Closed billglover closed 4 years ago

billglover commented 4 years ago

I've noticed a couple of contributors using Postman to test calls to the APIs exposed as part of the CodeBuddies backend. I would like to explore the idea of a shared Postman collection.

Why? By sharing a Postman (or equivalent) collection we should hope to see a couple of potential benefits. We would gain the ability to consistently call the API making it easier to reproduce observed behaviour. We should also expect to see new contributors finding it easier to make calls to the API.

Why now? Contributors have already started building up personal Postman collections. These get harder to merge as the collections grow.

Cost of doing nothing? If we don't adopt a shared collection we would leave it up to contributors to put together a method for making API requests. These could be documented as part of API documentation, or something as simple as a list of cURL commands.

billglover commented 4 years ago

Option 1: Postman offers a free teams collection (25 requests, 25 shared history) (see FAQ).

Option 2: Postman collections can be exported and stored as part of the repository.
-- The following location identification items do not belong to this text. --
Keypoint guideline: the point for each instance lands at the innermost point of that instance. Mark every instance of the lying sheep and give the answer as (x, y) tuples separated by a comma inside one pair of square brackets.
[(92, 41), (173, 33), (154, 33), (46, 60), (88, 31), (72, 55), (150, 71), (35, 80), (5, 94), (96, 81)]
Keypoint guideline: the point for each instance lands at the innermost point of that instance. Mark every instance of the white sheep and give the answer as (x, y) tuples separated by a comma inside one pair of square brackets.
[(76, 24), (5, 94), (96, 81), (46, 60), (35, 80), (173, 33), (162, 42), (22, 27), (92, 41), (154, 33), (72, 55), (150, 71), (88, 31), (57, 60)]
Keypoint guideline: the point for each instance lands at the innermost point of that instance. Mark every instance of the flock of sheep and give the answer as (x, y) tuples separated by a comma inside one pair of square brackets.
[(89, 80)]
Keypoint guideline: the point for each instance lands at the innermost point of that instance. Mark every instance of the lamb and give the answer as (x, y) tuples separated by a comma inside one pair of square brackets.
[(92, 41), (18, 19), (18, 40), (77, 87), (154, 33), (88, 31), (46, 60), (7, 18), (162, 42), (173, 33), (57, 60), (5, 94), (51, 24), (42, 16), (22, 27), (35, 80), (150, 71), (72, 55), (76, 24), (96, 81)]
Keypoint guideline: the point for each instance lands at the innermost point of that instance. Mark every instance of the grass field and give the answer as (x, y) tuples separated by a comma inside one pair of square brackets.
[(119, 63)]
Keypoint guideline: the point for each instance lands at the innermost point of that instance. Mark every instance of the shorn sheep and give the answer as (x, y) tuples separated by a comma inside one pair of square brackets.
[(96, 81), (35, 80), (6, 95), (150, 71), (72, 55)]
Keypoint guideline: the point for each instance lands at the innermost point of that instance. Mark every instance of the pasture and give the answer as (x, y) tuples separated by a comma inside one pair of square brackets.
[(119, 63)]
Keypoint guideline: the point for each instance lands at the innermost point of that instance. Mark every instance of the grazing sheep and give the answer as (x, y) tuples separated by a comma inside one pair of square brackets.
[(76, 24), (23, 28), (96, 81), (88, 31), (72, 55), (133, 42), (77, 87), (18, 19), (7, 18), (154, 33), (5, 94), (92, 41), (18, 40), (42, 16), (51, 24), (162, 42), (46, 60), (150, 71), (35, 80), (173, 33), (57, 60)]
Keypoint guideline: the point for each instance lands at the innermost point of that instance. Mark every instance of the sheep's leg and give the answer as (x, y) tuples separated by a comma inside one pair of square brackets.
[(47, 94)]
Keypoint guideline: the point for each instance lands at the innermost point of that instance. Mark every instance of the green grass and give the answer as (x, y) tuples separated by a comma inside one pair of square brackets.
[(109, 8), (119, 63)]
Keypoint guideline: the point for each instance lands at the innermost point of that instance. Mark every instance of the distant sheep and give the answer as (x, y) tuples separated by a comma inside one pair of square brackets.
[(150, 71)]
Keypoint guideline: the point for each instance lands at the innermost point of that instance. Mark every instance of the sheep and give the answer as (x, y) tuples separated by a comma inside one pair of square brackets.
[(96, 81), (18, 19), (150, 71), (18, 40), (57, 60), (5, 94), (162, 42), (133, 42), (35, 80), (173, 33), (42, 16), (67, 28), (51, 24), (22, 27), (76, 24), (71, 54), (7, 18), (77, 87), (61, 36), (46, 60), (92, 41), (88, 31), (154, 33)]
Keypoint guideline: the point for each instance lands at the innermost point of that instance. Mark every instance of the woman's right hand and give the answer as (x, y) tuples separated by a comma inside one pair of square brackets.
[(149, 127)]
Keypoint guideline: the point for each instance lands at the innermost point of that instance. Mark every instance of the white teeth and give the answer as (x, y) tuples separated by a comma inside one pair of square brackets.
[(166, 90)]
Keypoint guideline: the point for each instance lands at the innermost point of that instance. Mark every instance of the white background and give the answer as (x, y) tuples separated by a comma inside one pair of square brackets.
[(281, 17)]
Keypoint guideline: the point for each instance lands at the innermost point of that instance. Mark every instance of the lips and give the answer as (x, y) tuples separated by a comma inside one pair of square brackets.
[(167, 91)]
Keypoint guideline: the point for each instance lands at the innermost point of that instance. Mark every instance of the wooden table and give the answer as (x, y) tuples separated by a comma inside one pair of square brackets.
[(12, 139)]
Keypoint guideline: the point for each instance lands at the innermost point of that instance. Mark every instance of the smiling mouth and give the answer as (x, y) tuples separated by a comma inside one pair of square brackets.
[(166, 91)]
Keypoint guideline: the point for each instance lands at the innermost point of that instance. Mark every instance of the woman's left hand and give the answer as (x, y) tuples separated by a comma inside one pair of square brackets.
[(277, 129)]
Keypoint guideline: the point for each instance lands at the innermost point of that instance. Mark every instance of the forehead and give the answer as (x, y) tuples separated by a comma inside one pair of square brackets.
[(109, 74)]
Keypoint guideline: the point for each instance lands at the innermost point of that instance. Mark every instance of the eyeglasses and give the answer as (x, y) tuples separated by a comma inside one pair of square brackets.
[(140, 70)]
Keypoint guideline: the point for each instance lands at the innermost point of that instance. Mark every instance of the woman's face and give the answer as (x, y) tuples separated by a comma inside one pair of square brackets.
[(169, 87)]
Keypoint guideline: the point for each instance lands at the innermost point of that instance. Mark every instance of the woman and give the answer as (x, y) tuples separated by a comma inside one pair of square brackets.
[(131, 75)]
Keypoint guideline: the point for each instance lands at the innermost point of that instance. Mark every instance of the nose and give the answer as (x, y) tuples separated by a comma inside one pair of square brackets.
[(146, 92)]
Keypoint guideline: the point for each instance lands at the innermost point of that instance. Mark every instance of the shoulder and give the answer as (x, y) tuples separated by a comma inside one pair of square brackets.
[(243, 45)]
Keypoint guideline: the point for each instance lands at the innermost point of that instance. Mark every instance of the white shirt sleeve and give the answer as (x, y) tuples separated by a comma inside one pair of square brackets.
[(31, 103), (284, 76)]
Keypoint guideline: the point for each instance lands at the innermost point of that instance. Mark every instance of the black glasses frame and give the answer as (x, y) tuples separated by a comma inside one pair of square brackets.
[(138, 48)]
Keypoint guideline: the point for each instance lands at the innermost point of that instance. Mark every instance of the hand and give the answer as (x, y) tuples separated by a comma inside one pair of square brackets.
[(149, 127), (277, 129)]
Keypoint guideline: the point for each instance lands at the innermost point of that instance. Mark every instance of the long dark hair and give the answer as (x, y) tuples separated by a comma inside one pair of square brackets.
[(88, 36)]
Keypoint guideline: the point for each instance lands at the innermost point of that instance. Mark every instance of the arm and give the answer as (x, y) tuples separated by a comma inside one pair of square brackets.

There is no meaningful limitation to the size of a collection here. However, sharing collections this way can create interesting merge issues if collections IDs change unexpectedly.

Option 3: We document the API, and provide a mechanism for triggering requests using another tool or service.

lpatmo commented 4 years ago

💯I love Postman collections! Feel like there's a small amount of setup involved that we should take care to document, but it's a tool widely used enough in industry that it'll be a great learning experience for those unfamiliar with it. :)

BethanyG commented 4 years ago

Agree that this is an excellent tool for people to learn to use, and much friendlier than cURL. While using the "browsable api" for DRF can work for quick tests (see screengrab below), having something that mimcs a full api call is quite nice -especially for things like JWT tokens.

DRF "browsable api" : image

billglover commented 4 years ago

I'll start a collection, export it and add it to the repo. If this becomes a pain to manage then we can look at alternative ways to share the collection.